Wie ist der Stand bei dem Vorhaben, ein europäisches Strafregister einzuführen?

29

Nach welchen Regeln sollten Daten in das europäische Strafregister aufgenommen und gelöscht werden?

30

Wer sollte Zugriff auf das europäische Strafregister haben, und wie sollte die Nutzung des Registers kontrolliert werden?

31

Soll das europäische Strafregister als eine zentrale Datei geführt werden oder durch Vernetzung der nationalen Register entstehen, und wie beurteilt die Bundesregierung diese beiden Varianten?

32

Ist es nach Auffassung der Bundesregierung sinnvoll, das europäische Strafregister mit dem SIS und dem VIS zu koppeln, und wie begründet die Bundesregierung ihre Auffassung?

33

Was unternimmt die Bundesregierung, um Fälle wie die des Serienmörders M. F., der in Belgien lebte, ohne dass die dortigen Behörden über die in Frankreich verhängten Vorstrafen informiert waren, zu verhindern?

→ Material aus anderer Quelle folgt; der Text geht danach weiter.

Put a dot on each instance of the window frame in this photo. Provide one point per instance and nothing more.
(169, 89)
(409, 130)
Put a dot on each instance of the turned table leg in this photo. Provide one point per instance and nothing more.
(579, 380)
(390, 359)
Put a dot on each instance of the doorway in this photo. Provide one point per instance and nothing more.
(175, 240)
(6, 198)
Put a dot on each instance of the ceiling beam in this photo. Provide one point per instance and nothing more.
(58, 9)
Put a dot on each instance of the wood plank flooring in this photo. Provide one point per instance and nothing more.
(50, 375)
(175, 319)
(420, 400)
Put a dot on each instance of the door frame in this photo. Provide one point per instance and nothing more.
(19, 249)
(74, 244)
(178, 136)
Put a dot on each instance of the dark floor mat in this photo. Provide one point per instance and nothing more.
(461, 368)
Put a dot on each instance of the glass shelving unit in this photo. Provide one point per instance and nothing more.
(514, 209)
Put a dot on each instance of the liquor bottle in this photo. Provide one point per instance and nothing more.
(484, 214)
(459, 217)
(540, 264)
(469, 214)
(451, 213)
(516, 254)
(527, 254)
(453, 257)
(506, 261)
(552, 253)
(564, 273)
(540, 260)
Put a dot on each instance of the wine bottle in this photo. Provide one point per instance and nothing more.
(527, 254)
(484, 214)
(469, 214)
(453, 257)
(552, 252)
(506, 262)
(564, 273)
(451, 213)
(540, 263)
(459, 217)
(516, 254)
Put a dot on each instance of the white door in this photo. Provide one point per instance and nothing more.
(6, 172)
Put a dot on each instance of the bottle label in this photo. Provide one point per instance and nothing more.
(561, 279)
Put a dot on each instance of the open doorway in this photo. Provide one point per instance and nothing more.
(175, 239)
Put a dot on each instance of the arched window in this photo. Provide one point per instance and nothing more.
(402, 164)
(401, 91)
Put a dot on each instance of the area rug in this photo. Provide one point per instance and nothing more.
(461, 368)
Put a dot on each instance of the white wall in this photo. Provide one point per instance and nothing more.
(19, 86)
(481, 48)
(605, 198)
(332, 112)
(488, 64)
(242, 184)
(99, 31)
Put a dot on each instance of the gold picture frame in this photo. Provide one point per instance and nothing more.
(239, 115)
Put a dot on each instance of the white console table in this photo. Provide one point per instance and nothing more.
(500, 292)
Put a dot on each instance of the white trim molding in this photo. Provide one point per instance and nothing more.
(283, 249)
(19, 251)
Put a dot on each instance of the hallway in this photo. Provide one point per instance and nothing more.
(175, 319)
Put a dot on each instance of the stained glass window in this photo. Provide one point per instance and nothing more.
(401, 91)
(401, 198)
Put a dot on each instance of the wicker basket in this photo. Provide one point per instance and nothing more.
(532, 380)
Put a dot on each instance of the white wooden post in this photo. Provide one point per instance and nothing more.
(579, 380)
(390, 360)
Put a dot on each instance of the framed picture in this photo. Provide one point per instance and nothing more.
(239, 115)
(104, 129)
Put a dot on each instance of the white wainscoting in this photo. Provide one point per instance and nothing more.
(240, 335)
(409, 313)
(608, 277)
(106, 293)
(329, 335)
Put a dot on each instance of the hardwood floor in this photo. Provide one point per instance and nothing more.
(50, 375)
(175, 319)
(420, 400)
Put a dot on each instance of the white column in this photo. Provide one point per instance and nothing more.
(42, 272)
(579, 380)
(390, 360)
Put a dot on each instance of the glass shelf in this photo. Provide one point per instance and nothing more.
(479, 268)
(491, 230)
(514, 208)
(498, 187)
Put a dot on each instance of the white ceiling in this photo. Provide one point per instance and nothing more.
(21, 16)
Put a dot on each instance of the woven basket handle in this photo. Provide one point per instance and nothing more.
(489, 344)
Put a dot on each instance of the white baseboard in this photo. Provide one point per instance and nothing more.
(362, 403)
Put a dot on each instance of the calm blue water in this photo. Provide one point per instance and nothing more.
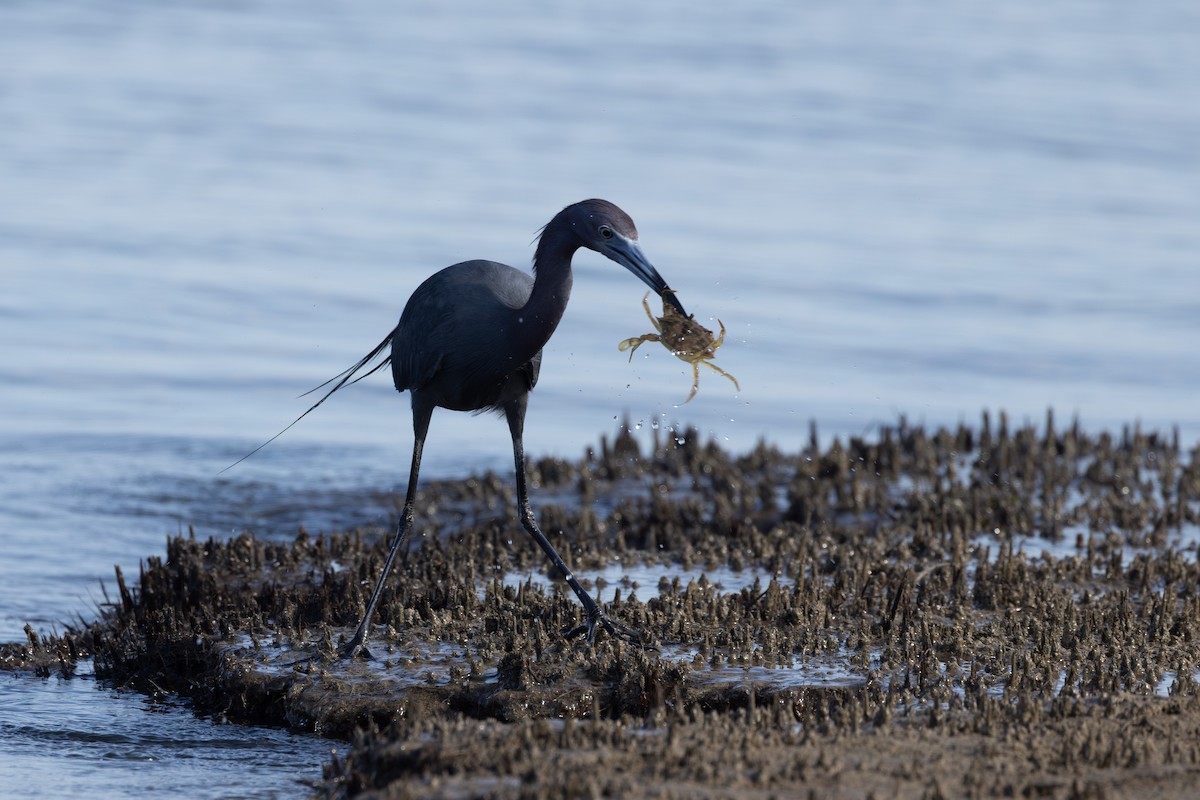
(208, 208)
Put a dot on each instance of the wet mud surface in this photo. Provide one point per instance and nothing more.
(975, 612)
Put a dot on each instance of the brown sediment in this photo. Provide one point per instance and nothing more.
(971, 612)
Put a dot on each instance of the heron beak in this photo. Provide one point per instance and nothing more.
(629, 254)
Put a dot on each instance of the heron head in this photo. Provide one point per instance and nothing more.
(610, 232)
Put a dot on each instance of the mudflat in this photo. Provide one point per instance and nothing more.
(976, 612)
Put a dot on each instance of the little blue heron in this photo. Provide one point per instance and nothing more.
(471, 340)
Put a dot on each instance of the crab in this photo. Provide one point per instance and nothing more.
(687, 338)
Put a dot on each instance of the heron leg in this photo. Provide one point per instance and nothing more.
(515, 414)
(421, 415)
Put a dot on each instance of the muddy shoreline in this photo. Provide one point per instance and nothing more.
(984, 611)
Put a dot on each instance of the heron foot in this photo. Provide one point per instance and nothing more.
(616, 629)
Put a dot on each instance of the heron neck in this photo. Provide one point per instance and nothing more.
(551, 290)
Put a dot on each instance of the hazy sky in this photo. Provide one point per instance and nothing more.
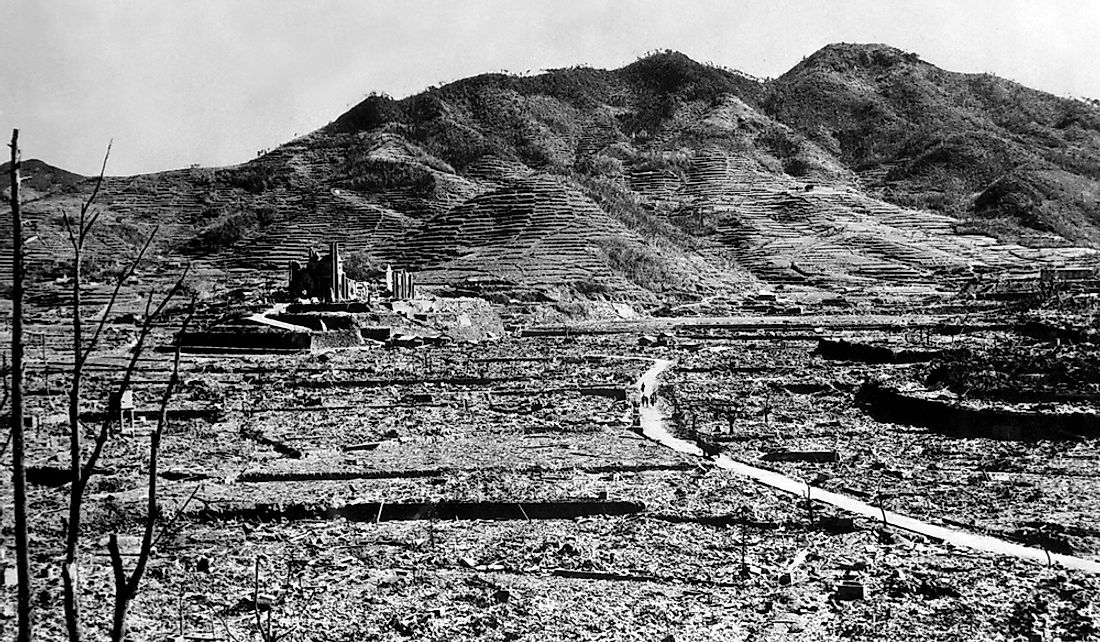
(211, 81)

Können hierzu die nationalen Melderegister, welche die Daten eines Zuzugs aus dem europäischen Ausland enthalten, für den Abgleich mit nationalen und europäischen Straf- und sonstigen Registern mit Deliktsdaten von Schwerstkriminellen oder ausländerrechtliche Instrumentarien, wie z. B. die obligatorische Vorlage eines Strafregisterauszugs bei der Ausländerbehörde, genutzt werden?

34

Wird der Informationsaustausch zwischen den Sicherheitsbehörden der EU-Mitgliedstaaten nach Einschätzung der Bundesregierung durch mangelndes Vertrauen untereinander behindert (vgl. Ratsdok.-Nr: 10745/04), und wenn ja, wie lässt sich dieses Problem lösen?

35

Wie beurteilt die Bundesregierung Überlegungen, Ermittlungsbehörden anderer EU-Mitgliedstaaten einen direkten Zugriff auf die Datenbanken deutscher Sicherheitsbehörden zu ermöglichen, und welche Datenbanken kommen dafür in Betracht?

36

Wie beurteilt die Bundesregierung Überlegungen, die Datenbanken der Sicherheitsbehörden der EU-Mitgliedstaaten zu standardisieren, und welche Standards sollten gelten?

37

Wie beurteilt die Bundesregierung die Schaffung einer europäischen „Intelligence“ in der gemeinsamen Kriminalitätsbekämpfung der EU-Mitgliedstaaten, und wie wird sich eine solche „Intelligence“ auf den Informationsaustausch zwischen den europäischen und nationalen Sicherheitsbehörden auswirken?